Comment: Strong match to Model Architecture: Hierarchical Mixture-of-Experts (MoE) action module for heterogeneous VLA policies.

Relevance: 9 Novelty: 7

7. Interaction Tensor Shap

ArXiv ID: 2512.05338

Authors: Hiroki Hasegawa, Yukihiko Okada

Abstract: Machine learning models have grown increasingly deep and high dimensional, making it difficult to understand how individual and combined features influence their predictions. While Shapley value based methods provide principled feature attributions, existing formulations cannot tractably evaluate higher order interactions: the Shapley Taylor Interaction Index (STII) requires exponential scale enumeration of subsets, and current tensor based approaches such as the Marginal SHAP Tensor (MST) are restricted to first order effects. The central problem is that no existing framework simultaneously preserves the axiomatic exactness of STII and avoids the exponential computational blow up inherent to high order discrete derivatives.
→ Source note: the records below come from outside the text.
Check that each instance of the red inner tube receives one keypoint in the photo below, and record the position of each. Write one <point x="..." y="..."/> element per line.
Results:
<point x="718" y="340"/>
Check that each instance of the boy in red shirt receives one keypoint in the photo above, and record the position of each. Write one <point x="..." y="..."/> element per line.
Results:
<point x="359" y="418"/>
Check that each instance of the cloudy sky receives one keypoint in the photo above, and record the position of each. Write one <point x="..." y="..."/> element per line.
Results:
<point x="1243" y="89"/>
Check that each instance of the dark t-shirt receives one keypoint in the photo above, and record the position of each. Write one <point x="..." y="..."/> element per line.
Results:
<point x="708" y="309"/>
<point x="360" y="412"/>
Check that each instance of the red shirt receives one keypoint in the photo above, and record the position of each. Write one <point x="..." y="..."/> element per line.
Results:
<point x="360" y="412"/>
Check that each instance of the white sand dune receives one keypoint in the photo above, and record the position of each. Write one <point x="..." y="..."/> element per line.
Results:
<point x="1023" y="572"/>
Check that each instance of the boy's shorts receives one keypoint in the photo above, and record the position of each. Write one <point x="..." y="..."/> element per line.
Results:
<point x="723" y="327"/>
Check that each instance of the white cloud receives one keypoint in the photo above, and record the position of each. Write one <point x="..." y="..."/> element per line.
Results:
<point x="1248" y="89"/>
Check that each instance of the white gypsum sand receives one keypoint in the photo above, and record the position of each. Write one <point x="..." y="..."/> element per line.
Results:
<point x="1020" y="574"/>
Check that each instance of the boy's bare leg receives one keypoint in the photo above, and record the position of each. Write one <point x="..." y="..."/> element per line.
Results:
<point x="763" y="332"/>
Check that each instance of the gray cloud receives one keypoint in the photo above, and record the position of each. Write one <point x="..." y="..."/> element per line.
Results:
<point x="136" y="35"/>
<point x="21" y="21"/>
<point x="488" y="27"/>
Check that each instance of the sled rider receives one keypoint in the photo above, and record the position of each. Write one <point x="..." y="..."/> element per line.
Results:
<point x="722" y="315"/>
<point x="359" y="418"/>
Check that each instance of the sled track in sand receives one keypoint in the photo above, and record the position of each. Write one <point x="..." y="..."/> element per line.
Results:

Here we show that high order Shapley interactions can be represented exactly as tensor network contractions, enabling polynomial time and polylog depth computation under Tensor Train (TT) structure. We introduce Interaction Tensor SHAP (IT SHAP), which reformulates STII as the contraction of a Value Tensor and a Weight Tensor, and assume a finite state TT representation of the Weight Tensor with polynomial TT ranks. Under TT structured model and distribution tensors, we show that IT SHAP reduces the exponential complex Theta(4^n) of STII to NC2 parallel time. These results demonstrate that IT SHAP provides a unified, axiomatic, and computationally tractable formulation of main effects and higher order interactions in high dimensional models. This framework establishes a foundation for scalable interaction aware explainable AI, with implications for large black box models whose combinatorial structure has previously rendered interaction analysis infeasible.

Comment: Matches Representation Learning/interpretability: exact high-order Shapley interactions via tensor-network contractions enabling polynomial-time computation under TT structure.